Nach den überzeugenden Ergebnissen bei den Bayerischen Masters-Meisterschaften hat der KSV Kitzingen eine Woche später bei der Frankenmeisterschaft bewusst einen anderen Schwerpunkt gesetzt. Während dort Titel und Podestplätze im Vordergrund standen, nutzte der Verein den Bezirkswettkampf in Kitzingen gezielt als Einstieg für neue Athletinnen und Athleten sowie alsTestwettkampf für größere Meisterschaften.
Wie auch ein kürzlich erschienener Zeitungsbericht (Kitzingen: Der Kitzinger Kraftsportverein ist reif für eine Deutsche Meisterschaft) hervorhob, befindet sich der Verein insgesamt in einer positiven Entwicklung. Die Frankenmeisterschaft unterstrich diesen Eindruck, denn gleich mehrere KSV‑Neulinge absolvierten ihren ersten Wettkampf – allesamt außer Konkurrenz, um ohne Druck Erfahrung zu sammeln.
Im Vordergrund standen saubere technische Ausführungen und gültige Versuche. Dies gelang besonders im Frauenbereich gut: Anna Pfab kam bei ihrem Debüt auf 54 Kilogramm im Zweikampf, Romana Brokesova erreichte 96 Kilogramm und Leonie Süßmeier überzeugte mit 83 Kilogramm. Auch Constanze Schweigerdt zeigte mit 114 Kilogramm eine solide Leistung bei ihrem ersten Auftritt auf der Wettkampfbühne. Bei den Männern sammelte Philipp Pfitzner mit 161 Kilogramm im Zweikampf ebenfalls wichtige Wettkampferfahrung und legte damit eine gute Grundlage für die kommenden Wettkämpfe.

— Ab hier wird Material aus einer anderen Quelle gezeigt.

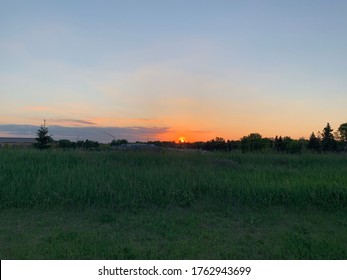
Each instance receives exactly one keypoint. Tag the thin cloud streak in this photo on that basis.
(100, 134)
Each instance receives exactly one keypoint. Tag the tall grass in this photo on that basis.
(124, 179)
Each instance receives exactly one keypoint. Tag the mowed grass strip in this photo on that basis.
(176, 233)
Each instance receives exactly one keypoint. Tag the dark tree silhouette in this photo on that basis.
(328, 140)
(43, 139)
(313, 143)
(343, 135)
(343, 131)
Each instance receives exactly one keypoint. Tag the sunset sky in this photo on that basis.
(160, 70)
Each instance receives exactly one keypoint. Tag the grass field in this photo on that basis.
(172, 205)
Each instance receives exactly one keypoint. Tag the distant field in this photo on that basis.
(171, 205)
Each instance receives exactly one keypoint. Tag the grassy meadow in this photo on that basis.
(165, 204)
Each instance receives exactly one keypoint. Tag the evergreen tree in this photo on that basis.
(313, 143)
(43, 139)
(328, 140)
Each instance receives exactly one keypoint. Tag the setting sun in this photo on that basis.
(181, 139)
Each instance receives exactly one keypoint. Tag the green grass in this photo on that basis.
(172, 205)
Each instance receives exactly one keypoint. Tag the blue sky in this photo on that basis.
(197, 69)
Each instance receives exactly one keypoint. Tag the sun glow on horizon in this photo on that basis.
(182, 139)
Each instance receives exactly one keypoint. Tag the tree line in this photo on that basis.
(325, 141)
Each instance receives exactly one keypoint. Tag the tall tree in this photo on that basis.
(328, 140)
(313, 143)
(343, 135)
(343, 131)
(43, 139)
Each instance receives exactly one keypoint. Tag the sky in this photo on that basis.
(150, 70)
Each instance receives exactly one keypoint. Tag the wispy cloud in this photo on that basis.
(36, 108)
(101, 134)
(71, 121)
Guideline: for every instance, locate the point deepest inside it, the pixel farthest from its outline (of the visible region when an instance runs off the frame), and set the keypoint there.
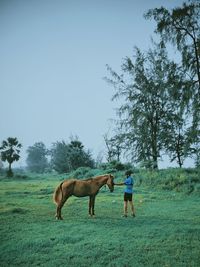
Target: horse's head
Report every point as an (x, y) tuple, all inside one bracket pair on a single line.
[(110, 182)]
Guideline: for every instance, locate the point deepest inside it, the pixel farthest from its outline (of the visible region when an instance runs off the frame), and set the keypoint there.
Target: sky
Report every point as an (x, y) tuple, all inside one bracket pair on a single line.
[(53, 56)]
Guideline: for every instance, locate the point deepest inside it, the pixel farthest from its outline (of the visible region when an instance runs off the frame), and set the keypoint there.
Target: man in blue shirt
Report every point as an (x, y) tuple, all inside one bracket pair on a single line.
[(128, 193)]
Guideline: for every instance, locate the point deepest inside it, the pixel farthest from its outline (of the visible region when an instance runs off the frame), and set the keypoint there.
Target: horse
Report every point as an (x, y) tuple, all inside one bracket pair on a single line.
[(81, 188)]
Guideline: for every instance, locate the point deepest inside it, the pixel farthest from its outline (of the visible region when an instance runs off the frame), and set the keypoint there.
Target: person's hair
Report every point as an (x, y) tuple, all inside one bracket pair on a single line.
[(129, 172)]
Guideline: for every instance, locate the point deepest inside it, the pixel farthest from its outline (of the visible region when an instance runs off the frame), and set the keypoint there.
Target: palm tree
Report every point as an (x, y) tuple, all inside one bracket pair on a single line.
[(10, 152)]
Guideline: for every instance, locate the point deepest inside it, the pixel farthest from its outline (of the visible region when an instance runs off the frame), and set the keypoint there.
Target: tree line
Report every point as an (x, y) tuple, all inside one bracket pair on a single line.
[(160, 96), (159, 110), (62, 157)]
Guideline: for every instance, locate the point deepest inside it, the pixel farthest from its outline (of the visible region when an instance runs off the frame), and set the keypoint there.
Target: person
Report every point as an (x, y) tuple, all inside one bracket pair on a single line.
[(128, 193)]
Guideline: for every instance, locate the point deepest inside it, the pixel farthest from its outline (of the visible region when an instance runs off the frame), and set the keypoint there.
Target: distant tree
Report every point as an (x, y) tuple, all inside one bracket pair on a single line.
[(37, 157), (66, 157), (114, 146), (10, 150), (1, 164)]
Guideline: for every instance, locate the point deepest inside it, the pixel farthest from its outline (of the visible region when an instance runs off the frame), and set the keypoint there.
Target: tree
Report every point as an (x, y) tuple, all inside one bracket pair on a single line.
[(37, 157), (181, 27), (10, 150), (67, 157), (143, 85)]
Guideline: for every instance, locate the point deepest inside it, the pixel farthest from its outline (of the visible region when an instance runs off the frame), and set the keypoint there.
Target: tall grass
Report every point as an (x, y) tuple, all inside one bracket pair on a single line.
[(165, 232)]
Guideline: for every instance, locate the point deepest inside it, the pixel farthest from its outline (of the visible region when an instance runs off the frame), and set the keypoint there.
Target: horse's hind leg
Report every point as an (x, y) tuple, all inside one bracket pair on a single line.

Neben den Einsteigern traten auch mehrere erfahrene Heber an, die ihre aktuell starke Form bestätigten und dem Nachwuchs zugleich Orientierung gaben. Allen voran Armin Uhl, der mit 258 Kilogramm im Zweikampf einmal mehr seine Klasse unter Beweis stellte und an seine Spitzenleistungen von vorheriger Woche anknüpfte. Er gewann nicht nur seine Klasse, sondern wurde auch Bester Heber der Veranstaltung. Ebenfalls überzeugend präsentierte sich Thomas Stöhr, der mit 180 Kilogramm einen stabilen Wettkampf zeigte und besonders im Reißen seine Routine ausspielte.

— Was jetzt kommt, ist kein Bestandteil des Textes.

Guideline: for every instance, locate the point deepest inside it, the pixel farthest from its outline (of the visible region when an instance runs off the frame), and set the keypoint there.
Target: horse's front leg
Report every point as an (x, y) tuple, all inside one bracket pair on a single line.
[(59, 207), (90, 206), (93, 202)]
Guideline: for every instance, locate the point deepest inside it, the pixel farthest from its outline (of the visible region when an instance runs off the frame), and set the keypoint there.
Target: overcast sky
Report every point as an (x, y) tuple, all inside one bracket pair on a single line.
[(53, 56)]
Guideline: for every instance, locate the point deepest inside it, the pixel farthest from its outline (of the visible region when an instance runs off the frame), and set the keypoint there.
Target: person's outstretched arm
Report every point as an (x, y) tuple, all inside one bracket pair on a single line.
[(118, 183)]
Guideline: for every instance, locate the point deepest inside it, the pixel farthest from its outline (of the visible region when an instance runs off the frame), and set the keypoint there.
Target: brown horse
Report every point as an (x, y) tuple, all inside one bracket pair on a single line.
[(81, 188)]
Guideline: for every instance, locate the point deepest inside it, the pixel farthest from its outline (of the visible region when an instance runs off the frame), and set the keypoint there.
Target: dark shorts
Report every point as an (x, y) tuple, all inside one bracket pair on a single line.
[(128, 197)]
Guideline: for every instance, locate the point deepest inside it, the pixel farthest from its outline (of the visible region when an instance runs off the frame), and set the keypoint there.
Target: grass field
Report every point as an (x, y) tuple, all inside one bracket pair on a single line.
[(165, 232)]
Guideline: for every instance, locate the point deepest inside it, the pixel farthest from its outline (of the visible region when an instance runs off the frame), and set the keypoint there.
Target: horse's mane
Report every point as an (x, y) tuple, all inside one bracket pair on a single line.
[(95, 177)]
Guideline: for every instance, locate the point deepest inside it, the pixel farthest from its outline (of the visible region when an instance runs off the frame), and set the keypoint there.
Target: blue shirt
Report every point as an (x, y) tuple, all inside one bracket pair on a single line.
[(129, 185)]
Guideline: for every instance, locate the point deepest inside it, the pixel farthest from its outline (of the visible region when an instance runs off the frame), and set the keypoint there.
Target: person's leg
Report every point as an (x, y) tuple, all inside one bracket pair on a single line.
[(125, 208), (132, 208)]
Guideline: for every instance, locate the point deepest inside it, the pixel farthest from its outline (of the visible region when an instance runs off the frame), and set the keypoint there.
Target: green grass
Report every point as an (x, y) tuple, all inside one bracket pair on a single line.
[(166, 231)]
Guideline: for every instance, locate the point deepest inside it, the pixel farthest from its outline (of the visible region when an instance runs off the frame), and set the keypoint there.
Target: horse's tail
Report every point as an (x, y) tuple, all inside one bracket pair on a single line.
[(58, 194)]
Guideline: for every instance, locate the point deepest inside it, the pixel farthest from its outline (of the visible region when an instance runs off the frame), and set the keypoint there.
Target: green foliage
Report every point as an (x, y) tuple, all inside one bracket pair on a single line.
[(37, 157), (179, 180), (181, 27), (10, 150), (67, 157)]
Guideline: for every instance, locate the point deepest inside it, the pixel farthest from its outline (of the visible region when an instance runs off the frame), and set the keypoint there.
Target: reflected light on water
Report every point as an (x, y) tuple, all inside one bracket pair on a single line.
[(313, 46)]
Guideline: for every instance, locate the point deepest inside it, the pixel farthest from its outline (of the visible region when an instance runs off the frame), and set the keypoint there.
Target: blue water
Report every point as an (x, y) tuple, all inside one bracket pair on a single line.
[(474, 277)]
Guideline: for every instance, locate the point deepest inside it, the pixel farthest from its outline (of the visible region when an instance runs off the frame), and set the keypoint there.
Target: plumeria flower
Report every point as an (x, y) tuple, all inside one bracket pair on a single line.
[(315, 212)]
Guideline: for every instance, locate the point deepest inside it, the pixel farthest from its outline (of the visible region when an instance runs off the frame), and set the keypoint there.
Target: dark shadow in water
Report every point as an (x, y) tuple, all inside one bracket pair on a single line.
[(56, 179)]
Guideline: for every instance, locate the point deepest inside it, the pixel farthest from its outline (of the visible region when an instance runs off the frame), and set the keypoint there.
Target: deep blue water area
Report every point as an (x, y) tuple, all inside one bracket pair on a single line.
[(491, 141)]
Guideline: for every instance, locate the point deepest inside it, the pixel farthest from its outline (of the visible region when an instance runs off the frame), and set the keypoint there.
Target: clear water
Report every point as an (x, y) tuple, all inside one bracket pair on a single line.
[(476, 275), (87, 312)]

Eine wichtige Rolle im KSV‑Team nahmen zudem Michaela Kohmann und Sophia Schramm ein. Beide gehören seit Jahren zu den verlässlichen Leistungsträgerinnen des Vereins und bestätigten auch bei der Frankenmeisterschaft ihre stabile Form. Kohmann erreichte im Zweikampf 141 Kilogramm und überzeugte dabei vor allem mit 82kg im Stoßen bei einem spannenden Wettkampfverlauf. Schramm kam auf 129 Kilogramm und zeigte im Reißen ihre konstante Leistung. Beide Heberinnen trugen damit nicht nur sportlich zum guten Gesamtergebnis bei, sondern fungierten zugleich als wichtige Unterstüzung für Abteilungsleiter Harald Sauf bei der Ausrichtung der Meisterschaft.
Auch Christian Zentgraf knüpfte mit 145 Kilogramm an seine konstanten Leistungen der bayerischen Masters an und zeigte einen sicheren Auftritt. Karl‑Heinz Schwenkert bewies mit 108 Kilogramm leicht bessere Form als die Woche davor. Dominik Pfab versuchte mit 203 Kilogramm im Zweikampf an seine Leistungen der Mannschaftekämpfen Anfang des Jahres anzuknüpfen.

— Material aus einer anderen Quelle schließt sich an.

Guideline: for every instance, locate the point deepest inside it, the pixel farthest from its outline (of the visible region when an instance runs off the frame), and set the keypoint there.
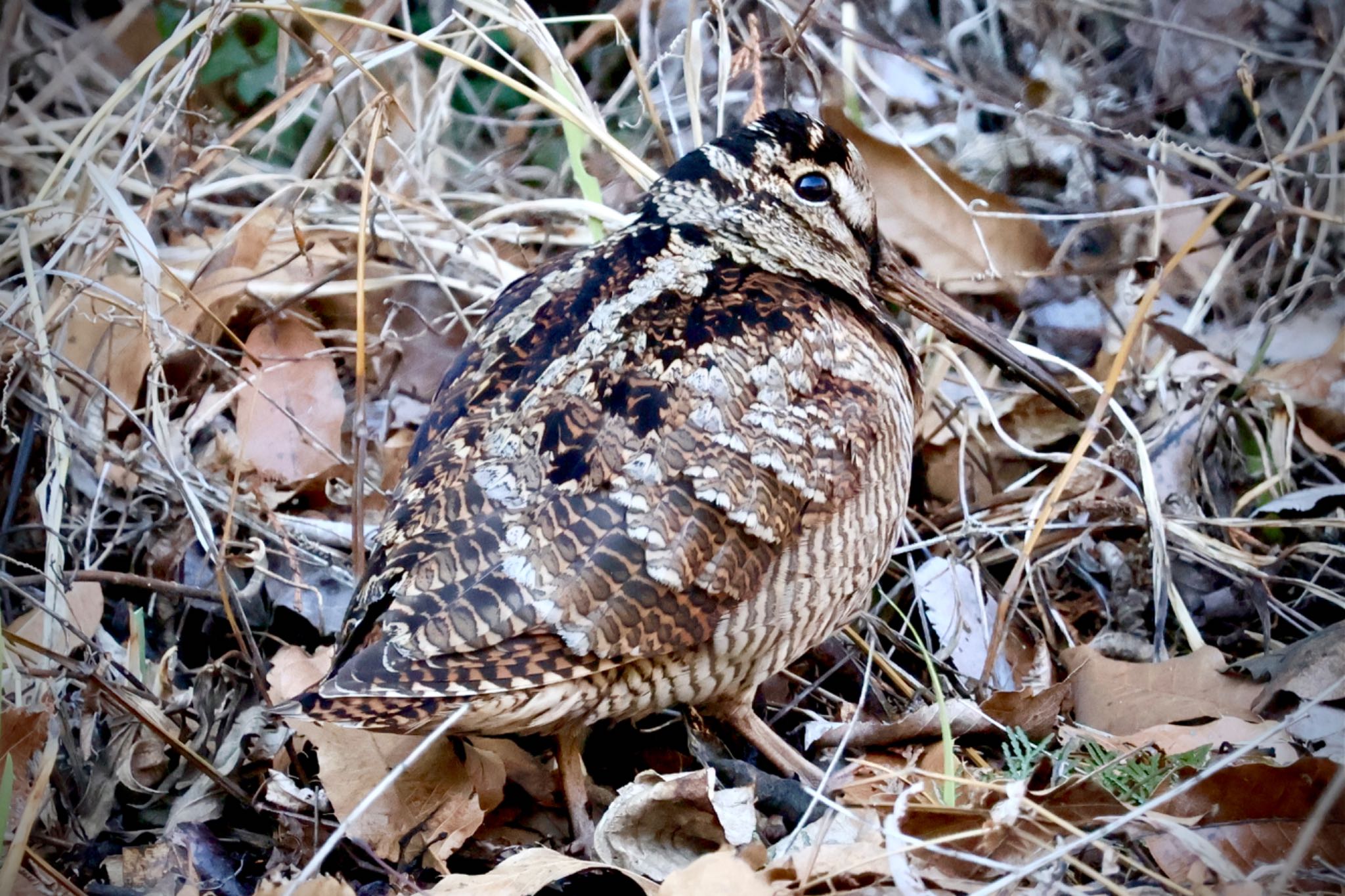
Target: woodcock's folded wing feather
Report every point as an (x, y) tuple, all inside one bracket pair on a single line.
[(663, 468), (575, 503)]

Somit lag der Fokus dieser Meisterschaft klar auf Entwicklung und Nachwuchsarbeit gepaart mit den Leistungen der routinierten Heber. Gerade diese Mischung aus Erfahrung und neuen Athleten zeigt die breite und stabile Aufstellung des KSV Kitzingen und bestätigt den positiven Trend im Verein.
[Text von STH - mit KI überarbeitet / Bilder von verschiedenen Vereinsmitgliedern]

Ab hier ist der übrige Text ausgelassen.